Part of its efforts on the education front includes hiring regional coordinators like Schindler and sending them communities all over the country to push its talking points attacking Critical Race Theory, and, more broadly, what it considers “buzz words” for CRT.
Lema and Haitz were part of a conservative bloc of three school board candidates that ran and won in 2021, in what had traditionally been a nonpartisan election. The group was endorsed by local Republicans and Stand For The Constitution, a far-right group that believes the Big Lie and opposes mask policies, vaccine mandates and the teaching of so-called Critical Race Theory in schools. CRT played a prominent role in the bloc’s campaign.

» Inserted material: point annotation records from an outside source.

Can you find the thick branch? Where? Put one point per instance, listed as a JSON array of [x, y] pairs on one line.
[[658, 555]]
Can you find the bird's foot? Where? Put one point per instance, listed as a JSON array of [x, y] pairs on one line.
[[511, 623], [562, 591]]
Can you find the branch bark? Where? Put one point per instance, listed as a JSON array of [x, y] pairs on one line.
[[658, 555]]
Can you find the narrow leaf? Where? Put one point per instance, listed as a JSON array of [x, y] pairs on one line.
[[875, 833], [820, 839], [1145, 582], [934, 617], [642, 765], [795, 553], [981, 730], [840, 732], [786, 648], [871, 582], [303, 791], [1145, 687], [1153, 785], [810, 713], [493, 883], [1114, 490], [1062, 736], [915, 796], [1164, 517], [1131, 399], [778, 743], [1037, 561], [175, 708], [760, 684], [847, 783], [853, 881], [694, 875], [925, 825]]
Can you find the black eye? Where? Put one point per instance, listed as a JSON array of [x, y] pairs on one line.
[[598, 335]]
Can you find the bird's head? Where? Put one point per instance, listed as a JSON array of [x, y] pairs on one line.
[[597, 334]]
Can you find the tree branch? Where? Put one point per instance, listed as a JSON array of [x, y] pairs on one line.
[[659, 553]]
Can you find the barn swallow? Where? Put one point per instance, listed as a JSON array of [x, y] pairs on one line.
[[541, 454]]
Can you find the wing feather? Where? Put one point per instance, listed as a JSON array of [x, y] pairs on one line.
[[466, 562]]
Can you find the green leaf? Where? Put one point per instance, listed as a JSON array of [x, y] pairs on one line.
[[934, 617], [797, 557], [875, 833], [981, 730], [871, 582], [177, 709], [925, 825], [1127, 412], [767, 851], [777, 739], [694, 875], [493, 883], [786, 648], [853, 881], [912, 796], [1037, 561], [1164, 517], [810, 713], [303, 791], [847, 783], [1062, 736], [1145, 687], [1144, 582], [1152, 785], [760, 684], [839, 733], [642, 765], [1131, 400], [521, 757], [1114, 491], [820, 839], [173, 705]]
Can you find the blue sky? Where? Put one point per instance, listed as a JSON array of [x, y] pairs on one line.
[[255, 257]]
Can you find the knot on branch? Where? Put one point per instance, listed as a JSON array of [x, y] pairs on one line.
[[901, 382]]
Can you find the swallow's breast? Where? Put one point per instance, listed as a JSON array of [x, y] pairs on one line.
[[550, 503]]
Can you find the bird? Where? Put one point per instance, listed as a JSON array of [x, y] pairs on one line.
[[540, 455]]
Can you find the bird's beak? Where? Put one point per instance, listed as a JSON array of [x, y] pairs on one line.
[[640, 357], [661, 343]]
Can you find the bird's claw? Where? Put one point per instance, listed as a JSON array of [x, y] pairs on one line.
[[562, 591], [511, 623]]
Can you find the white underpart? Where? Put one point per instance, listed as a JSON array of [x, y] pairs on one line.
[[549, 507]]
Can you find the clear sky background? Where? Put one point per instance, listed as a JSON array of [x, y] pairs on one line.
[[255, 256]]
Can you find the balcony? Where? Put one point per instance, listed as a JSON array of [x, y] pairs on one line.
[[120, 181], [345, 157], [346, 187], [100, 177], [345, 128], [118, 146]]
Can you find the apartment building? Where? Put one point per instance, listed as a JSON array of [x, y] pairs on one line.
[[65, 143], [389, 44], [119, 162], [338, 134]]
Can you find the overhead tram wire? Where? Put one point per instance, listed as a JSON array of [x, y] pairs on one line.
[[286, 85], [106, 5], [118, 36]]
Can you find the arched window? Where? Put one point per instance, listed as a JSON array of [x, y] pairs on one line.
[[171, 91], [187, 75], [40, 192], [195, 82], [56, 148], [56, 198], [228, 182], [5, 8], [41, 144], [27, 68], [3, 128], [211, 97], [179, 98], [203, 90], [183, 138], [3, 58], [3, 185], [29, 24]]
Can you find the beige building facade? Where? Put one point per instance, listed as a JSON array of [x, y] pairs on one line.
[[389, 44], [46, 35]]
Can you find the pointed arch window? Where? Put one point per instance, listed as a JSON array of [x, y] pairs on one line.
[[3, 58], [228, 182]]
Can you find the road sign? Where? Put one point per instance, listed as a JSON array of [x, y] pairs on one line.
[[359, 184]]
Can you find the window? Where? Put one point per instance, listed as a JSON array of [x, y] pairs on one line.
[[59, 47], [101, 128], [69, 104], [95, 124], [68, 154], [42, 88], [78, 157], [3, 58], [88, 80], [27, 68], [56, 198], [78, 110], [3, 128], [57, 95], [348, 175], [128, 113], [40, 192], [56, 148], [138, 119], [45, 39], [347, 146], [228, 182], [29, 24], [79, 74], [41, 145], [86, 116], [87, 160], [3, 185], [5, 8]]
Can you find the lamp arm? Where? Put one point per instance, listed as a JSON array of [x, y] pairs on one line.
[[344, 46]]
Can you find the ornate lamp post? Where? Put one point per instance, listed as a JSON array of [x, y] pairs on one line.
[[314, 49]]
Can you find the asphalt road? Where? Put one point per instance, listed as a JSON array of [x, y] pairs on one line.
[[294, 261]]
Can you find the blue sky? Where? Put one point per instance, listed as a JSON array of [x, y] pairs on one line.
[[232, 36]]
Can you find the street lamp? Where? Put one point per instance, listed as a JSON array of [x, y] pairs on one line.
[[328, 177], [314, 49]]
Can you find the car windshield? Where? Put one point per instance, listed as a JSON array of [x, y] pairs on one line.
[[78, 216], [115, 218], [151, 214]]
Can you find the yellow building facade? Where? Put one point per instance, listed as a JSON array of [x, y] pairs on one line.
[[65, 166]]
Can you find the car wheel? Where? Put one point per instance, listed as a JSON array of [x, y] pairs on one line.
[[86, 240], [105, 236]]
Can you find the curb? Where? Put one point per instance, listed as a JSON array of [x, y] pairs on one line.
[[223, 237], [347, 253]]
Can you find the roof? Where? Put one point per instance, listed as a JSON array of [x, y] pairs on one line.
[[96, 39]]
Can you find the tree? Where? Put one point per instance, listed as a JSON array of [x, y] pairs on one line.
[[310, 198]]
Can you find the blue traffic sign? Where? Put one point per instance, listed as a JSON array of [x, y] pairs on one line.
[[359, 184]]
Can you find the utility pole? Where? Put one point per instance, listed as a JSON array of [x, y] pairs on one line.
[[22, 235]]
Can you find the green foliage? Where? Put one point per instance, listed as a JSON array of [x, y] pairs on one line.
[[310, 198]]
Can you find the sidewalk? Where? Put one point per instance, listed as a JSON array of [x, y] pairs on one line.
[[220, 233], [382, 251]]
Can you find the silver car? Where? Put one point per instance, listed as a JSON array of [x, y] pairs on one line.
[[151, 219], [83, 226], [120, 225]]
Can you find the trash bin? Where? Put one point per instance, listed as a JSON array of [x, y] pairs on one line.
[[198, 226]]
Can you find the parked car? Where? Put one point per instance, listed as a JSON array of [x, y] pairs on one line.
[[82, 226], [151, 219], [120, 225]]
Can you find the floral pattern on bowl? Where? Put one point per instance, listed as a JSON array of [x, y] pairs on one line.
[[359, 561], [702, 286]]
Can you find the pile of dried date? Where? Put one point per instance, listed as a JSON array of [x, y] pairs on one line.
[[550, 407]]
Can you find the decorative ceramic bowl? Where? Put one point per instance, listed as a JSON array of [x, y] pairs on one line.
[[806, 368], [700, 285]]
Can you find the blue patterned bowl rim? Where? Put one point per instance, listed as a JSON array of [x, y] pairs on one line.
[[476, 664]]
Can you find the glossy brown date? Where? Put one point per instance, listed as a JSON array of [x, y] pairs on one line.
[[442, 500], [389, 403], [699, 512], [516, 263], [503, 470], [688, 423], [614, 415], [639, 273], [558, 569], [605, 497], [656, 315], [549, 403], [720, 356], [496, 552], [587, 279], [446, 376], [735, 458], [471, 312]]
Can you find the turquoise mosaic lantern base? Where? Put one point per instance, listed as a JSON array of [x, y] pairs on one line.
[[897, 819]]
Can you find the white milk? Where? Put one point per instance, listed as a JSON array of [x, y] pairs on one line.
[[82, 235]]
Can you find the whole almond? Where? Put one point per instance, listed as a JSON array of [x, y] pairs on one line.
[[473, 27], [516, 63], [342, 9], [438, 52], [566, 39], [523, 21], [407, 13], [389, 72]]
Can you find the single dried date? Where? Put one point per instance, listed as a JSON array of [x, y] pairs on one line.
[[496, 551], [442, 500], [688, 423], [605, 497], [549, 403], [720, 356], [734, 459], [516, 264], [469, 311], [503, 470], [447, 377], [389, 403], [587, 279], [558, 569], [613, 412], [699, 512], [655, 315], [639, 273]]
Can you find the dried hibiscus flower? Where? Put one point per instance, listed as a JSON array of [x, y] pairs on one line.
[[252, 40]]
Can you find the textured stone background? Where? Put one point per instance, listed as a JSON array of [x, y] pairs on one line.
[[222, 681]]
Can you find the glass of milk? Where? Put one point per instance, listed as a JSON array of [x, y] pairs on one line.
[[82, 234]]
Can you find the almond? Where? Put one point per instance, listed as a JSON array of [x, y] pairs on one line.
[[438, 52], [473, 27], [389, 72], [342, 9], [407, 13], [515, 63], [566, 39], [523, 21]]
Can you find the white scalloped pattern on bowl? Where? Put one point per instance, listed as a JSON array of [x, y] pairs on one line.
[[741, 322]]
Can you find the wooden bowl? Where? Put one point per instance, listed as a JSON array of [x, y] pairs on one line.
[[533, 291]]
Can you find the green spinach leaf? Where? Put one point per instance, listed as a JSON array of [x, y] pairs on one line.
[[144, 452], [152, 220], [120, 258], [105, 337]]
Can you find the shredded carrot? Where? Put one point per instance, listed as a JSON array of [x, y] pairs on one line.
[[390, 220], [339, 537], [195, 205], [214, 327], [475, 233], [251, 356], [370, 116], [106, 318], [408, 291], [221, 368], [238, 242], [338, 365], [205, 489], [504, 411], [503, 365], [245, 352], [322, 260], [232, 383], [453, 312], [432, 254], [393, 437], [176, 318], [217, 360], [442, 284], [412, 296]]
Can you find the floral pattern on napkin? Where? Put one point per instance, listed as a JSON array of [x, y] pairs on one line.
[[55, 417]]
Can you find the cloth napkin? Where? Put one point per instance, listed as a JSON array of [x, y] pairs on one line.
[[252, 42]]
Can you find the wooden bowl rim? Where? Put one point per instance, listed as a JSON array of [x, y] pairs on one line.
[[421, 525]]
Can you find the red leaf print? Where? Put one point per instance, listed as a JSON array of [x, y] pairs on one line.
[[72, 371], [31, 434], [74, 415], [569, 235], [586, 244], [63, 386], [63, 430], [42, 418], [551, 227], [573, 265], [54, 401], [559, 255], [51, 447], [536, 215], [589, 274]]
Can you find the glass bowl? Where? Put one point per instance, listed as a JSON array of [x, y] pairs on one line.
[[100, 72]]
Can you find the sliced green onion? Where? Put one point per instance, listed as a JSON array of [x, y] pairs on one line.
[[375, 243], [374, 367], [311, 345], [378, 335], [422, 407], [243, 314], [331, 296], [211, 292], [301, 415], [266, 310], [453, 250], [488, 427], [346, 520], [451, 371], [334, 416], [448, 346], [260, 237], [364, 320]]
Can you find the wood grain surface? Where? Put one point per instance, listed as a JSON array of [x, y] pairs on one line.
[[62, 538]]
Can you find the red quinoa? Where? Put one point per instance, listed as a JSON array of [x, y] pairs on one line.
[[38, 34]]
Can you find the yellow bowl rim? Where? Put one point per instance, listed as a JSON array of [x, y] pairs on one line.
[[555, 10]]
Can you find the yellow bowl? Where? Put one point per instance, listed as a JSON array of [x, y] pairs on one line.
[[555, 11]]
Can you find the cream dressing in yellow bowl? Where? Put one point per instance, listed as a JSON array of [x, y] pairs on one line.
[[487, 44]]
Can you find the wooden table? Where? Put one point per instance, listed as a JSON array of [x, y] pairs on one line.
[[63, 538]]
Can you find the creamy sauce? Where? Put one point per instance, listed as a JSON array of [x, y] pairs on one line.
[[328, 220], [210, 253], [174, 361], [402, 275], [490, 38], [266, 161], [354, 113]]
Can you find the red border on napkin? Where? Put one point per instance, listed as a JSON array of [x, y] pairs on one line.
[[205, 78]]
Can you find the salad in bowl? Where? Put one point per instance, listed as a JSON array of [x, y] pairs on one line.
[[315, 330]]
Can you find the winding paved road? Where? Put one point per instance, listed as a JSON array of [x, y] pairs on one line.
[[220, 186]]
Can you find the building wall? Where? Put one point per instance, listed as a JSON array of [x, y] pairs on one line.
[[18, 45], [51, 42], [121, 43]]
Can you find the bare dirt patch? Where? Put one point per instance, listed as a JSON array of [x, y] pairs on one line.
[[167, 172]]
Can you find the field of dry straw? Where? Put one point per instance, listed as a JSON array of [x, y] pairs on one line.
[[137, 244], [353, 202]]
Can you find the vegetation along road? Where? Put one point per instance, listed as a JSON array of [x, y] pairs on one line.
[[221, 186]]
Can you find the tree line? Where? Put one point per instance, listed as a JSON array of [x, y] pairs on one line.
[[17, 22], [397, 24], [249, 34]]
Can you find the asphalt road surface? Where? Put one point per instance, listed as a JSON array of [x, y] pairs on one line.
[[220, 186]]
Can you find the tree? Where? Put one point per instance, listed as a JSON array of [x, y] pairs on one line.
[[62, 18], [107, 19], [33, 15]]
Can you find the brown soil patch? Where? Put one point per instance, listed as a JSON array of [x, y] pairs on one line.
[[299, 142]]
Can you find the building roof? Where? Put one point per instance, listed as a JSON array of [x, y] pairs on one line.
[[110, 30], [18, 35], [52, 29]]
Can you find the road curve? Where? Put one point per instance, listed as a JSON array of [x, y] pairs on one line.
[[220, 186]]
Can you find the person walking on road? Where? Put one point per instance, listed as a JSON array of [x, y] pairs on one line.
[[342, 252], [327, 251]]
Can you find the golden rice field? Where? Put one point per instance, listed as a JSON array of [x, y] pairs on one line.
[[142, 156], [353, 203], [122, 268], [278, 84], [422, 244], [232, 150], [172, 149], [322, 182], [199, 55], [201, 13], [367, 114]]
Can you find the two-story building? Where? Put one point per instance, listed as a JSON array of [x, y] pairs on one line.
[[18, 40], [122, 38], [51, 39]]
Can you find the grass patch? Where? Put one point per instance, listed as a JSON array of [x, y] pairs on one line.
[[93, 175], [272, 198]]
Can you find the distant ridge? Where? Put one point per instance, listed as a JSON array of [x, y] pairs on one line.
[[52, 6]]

Lema said she attended the Heritage Action event because a friend suggested she do so. She said she does not believe systemic racism exists in America.
Haitz said she was curious to hear what tips Schindler would share about running for school board. When asked if she agreed with Heritage Action materials that claim words like “equity” and “inclusion” are buzz words for CRT, she responded that it depends on how those terms are defined.
“As far as equity in District 51 we look at it as creating access and opportunity – while in other places, equity takes away from others so that the end results are the same.”
Haitz said she is opposed to schools talking about “social justice” – another one of Heritage Action’s “buzz” words.
“To start telling kids that certain groups are victims, while others are oppressors – we have to be careful,” Haitz said. “That’s getting into the political realm, rather than focusing on education. I just don’t think we need that in schools.”
Other attendees included SFTC President Tom Keenan. The Stand For The Constitution group consistently challenged the prior school board over masks policies and vaccine mandates during the height of the COVID-19 pandemic.
The meeting began with the group standing to recite the Pledge of Allegiance, followed by a prayer led by Keenan. A free dinner from Chick-fil-A was provided for attendees.
Until 2020, the fast-food chain restaurant was known for donating to organizations with anti-LBGTQ stances.
Schindler claimed CRT promotes collective guilt – and that people should not have to apologize for wrong actions committed in the past.
He also scoffed, that there’s no such a thing as “unconscious bias.” Unconscious biases are social stereotypes about certain groups of people that individuals form outside their own conscious awareness.
Attendees took home a tote filled with colorful, slick, easy-to-read handouts on topics such as running for school board, how to file document requests through Colorado Open Records laws, and tips for testifying before legislative committees.
Before he talked about how to elect conservatives to the school board, Schindler acknowledged Mesa County’s success electing conservatives during last year’s school board election.
“You guys may be able to educate me on this,” he said, eliciting chuckles from the audience. “I’m impressed by hearing stories of the seats you flipped. One would have been impressive.”
Schindler mentioned there are national groups that coach conservative school board members throughout their term.
Keenan said “a lot of people voted because they knew we had conservatives in a nonpartisan race.”
Schindler’s first foray into politics occurred as a student attending Colorado State University in Ft. Collins. Turning Point USA, a deep-pocketed right-wing nonprofit that works to elevate young conservatives helped Schindler win a student government seat. Turning Point’s Campus Victory Project finds conservative students to fund and help get elected to office, Schindler said.
Nathan Duell, Heritage Action for America coordinator for Arizona, also attended the event. Duell said there will be more of these workshops in Grand Junction, now that Heritage Action has hired Schindler, who started in July.